We had moved into a little cottage in the woods, surrounded on all sides by tall trees, all of them deciduous. That meant in winter, there seemed to be plenty of sun. We planted the roses, not bothering to prepare the ground or adding any compost or fertilizer. In March, the bushes began to put out and looked healthy. By late April, there were fat buds, and in May we had some blooms.
But by that time, the sunny space was not sunny anymore. In fact, it was in pretty deep shade. Soon the black spot started, and the yellow leaves dropped off. By the end of the summer, there were mainly just green stems.
I can't remember how long the bushes lived - not very long, I'm sure.
Twenty-one years of writing about gardens, going on tours, scouting for a TV show - one would think I could grow anything. When I had to take down an enormous white oak tree that hung over my house, I was delighted to see I had sun, so much in fact, that the English ivy covering a tall bank all died from the western exposure.
I could see, too, that there were some spots outside my den window of what seemed to be full sun - enough to grow roses. So, I put in my order, had some heavy iron arbors installed and piled on the compost and garden lime.
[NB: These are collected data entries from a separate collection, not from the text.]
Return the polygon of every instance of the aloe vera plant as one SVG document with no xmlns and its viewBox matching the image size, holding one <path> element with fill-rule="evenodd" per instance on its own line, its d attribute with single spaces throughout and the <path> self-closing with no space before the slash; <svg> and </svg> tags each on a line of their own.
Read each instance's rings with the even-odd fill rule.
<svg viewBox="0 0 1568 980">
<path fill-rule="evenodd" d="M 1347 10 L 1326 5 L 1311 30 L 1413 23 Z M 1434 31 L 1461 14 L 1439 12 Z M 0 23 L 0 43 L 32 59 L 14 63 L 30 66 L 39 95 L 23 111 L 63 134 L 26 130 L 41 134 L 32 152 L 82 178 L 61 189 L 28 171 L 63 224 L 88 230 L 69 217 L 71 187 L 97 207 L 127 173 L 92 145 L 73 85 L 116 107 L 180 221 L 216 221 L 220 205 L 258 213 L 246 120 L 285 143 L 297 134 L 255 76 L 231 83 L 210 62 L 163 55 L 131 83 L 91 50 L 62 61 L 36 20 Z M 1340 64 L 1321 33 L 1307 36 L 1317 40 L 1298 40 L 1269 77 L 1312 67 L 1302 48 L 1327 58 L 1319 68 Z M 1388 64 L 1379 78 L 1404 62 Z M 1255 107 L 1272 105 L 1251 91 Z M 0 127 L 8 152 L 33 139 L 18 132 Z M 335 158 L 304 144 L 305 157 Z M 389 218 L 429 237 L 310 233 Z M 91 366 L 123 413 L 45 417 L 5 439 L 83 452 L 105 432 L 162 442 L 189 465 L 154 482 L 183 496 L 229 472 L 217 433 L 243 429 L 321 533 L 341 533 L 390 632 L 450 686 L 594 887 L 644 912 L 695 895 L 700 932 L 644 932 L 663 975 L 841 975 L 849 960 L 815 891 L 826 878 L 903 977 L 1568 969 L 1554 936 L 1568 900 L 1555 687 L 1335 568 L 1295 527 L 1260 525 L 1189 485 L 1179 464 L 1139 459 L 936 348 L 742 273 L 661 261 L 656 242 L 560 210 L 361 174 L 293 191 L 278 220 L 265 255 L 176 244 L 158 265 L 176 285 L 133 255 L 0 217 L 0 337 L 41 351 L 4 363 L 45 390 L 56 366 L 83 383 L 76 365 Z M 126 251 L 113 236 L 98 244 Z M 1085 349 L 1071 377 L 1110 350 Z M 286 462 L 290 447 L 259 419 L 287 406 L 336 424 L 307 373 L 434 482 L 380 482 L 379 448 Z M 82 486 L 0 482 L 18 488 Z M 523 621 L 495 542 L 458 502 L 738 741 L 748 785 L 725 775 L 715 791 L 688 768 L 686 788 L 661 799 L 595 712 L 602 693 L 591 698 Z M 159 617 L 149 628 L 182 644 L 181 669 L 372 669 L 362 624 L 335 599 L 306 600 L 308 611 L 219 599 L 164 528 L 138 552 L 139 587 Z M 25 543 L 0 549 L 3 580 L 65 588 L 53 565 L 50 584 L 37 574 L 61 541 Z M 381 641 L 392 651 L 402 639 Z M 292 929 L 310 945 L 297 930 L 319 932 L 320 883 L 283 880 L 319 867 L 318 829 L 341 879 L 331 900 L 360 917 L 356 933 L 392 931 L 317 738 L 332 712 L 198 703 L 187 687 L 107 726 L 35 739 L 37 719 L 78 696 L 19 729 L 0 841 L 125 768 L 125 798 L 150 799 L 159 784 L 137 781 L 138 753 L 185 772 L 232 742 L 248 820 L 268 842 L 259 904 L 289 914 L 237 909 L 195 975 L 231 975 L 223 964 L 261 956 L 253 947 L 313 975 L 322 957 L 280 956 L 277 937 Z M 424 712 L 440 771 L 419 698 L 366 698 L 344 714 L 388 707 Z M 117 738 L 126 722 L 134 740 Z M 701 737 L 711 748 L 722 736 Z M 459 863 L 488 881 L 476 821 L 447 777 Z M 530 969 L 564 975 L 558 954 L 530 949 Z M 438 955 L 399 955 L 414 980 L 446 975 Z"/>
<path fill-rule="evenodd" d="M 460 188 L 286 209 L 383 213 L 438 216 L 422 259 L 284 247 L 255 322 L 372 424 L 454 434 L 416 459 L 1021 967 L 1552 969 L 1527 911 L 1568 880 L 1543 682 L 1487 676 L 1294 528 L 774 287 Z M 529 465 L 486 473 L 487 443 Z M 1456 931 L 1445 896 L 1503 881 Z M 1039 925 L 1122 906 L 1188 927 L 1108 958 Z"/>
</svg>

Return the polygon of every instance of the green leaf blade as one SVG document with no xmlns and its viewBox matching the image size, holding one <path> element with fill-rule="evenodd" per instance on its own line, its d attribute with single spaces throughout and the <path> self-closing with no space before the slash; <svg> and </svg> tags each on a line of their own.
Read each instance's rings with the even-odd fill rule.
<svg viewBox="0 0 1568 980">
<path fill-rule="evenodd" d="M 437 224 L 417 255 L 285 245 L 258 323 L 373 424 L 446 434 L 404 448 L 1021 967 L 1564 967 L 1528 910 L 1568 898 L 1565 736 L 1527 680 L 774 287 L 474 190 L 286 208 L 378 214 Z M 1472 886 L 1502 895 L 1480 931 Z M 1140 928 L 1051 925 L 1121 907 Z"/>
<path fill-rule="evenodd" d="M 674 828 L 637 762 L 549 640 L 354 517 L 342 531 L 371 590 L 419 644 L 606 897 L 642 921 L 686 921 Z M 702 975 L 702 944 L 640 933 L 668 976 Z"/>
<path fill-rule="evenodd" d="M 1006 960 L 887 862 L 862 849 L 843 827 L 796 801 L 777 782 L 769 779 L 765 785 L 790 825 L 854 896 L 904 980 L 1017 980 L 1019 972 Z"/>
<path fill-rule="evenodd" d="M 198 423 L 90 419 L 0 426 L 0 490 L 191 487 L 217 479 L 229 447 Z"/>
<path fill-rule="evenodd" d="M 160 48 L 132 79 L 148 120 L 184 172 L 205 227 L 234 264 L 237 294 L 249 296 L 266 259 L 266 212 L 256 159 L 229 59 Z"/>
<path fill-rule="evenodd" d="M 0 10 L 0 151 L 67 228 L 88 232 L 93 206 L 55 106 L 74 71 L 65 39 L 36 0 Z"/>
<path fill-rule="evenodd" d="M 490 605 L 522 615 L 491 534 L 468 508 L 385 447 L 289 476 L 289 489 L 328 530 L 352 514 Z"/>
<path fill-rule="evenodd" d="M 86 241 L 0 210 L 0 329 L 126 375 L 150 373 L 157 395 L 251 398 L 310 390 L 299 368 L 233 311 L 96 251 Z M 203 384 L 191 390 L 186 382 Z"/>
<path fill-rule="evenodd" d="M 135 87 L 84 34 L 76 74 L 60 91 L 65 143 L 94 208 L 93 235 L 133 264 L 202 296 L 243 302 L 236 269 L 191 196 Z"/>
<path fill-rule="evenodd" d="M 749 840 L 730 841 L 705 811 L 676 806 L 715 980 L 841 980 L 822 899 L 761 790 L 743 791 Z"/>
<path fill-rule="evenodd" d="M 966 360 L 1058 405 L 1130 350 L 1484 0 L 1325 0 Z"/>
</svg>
The roses came in April, and soon I had thick buds forming.
That lasted about a week. My assumption that the deer wouldn't come right up to the wall of the house was wrong. In one night, they ate every bud.
But that wasn't the whole problem. The patches of full sun I'd counted on weren't there anymore. I started moving some of the plants to the back terrace where the sun blasts almost all day long. Things were fine until the chipmunks found it amusing to dig the plants up. I put rocks all around the roots. They just moved the rocks (how, I don't know), and had the plants out of the soil by the next day.
I am not going to give up. I want roses. I'll never have anything like the display in the above photo I took in the village of Giverny in France. But, when things settle down a bit, I'm going to throw myself into making a success of at least a few climbing roses. I don't know quite how I'm going to deal with the deer (the Milorganite molded with all the rain, and I used up I don't know how many bars of Irish Spring soap), but I'll figure out something. A high school classmate told me I need to string up some fishing line, so I'll try that.
Next May, I hope to report here that I will be looking out of this window at a mass of roses. I'm having a deja vu that I've said all of this before. I'm comforting myself that I have spent all my time writing a book and just haven't had a moment to work outside. There truly is one spot of sun, and I mean to coax some big, blousy roses out of the space. I may even have a rose or two in October, as I just saw a bud emerging on a very spindly plant. If I can outsmart the deer, this may actually happen.